If you have a regular mortgage — or if you have paid off your mortgage — these are your risks and options:

  • Get a reverse mortgage (if you qualify at that time and it can take 4-8 weeks)
  • Get a HELOC (Home Equity Line of Credit) – which you need to make payments on and need enough income to qualify for
  • Sell investments (risk that market is down at the time)
  • Sell/downsize home
  • Significantly cut expenses and lifestyle

If you have a reverse mortgage line of credit, you have more choices for optimizing your wealth. You can consider all of the options that are listed above as well as:

  • Sell investments if market conditions are good
  • If the markets are down, you can withdraw from your Reverse Mortgage Line of Credit and then pay it back when market comes back
  • Take a lump sum out of the Reverse Mortgage line of credit (which you can pay back)

Scenario 3 – Rates rise and you have unexpected costs in retirement – Rates rise and there is a need for a lump sum of money

If you have a regular mortgage — or if you have paid off your mortgage — these are your risks and options:

  • Sell investments (Although if the market is down at the time, then you may lose money.)
  • Get a HELOC (Home Equity Line of Credit) – which you need to make payments on and need enough income to qualify for
  • Try to qualify for a reverse mortgage (rising rates may make it more difficult to qualify)
  • Sell/downsize home (Although there is a risk that housing prices are lower due to higher interest rates.)
  • Significantly cut expenses and lifestyle

If you already have a reverse mortgage line of credit in place, then you have a wider array of options.  You can also:

  • Sell investments if market conditions are good
  • If the markets are down, you can withdraw from your Reverse Mortgage Line of Credit and then pay it back when market comes back
  • Take a lump sum out of the Reverse Mortgage line of credit (which you can pay back)

Plus… There is a bonus to having the reverse mortgage line of credit.  If rates rise, the Line of credit should grow faster and you’ve locked in your home equity by getting this when rates were lower.

Reverse Mortgages Can Create Financial Opportunities and Options

In Summary the financial reasons for using home equity strategically (before you need it) include:

  • Getting the right platform in place for your retirement – while you can qualify and when it’s a good value  (rates are low) – is important.
  • A mortgage is a long term financial planning tool – it makes sense to get the right solution at the right time.
  • Mortgage rates are close to an all time low and housing prices are rising, so it’s easier to qualify now and benefits are higher due to high home prices.
  • Interest rates drive both mortgage payments and house prices,  and many experts believe interest rates are headed up which will increase mortgage costs and may bring down housing prices.

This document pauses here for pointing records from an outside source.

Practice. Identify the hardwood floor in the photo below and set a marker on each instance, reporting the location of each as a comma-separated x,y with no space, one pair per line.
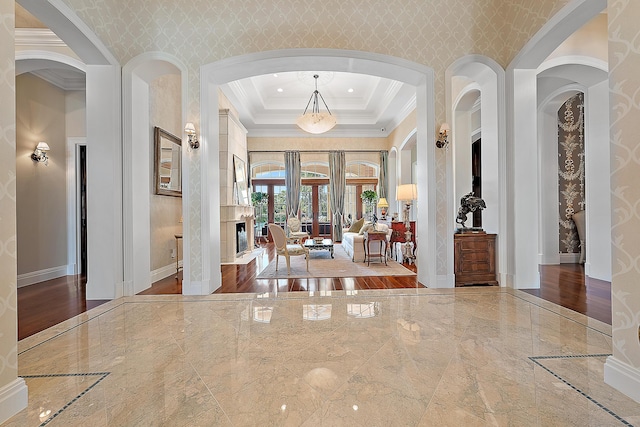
48,303
45,304
242,278
565,285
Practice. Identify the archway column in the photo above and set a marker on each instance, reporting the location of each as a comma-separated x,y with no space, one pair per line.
104,183
522,173
13,389
201,201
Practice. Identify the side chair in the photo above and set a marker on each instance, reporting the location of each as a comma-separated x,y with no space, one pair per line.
285,248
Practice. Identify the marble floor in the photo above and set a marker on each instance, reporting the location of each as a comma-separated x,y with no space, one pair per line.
413,357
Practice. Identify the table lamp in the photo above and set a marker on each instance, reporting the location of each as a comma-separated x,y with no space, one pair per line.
407,193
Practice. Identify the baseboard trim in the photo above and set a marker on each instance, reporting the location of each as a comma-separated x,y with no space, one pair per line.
27,279
163,272
14,398
622,377
198,287
445,281
569,258
506,280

Many financial planners compare getting a HECM Reverse Mortgage to buying insurance for your retirement.  The reverse mortgage just gives you access to more money and more options.  The up front costs of the product may be a very good trade off for the piece of mind you have by creating options for your  money.

If you are considering using home equity to insure your retirement you can get no obligation estimates and illustrations from lenders and think through whether setting up a reverse mortgage strategically makes sense for you.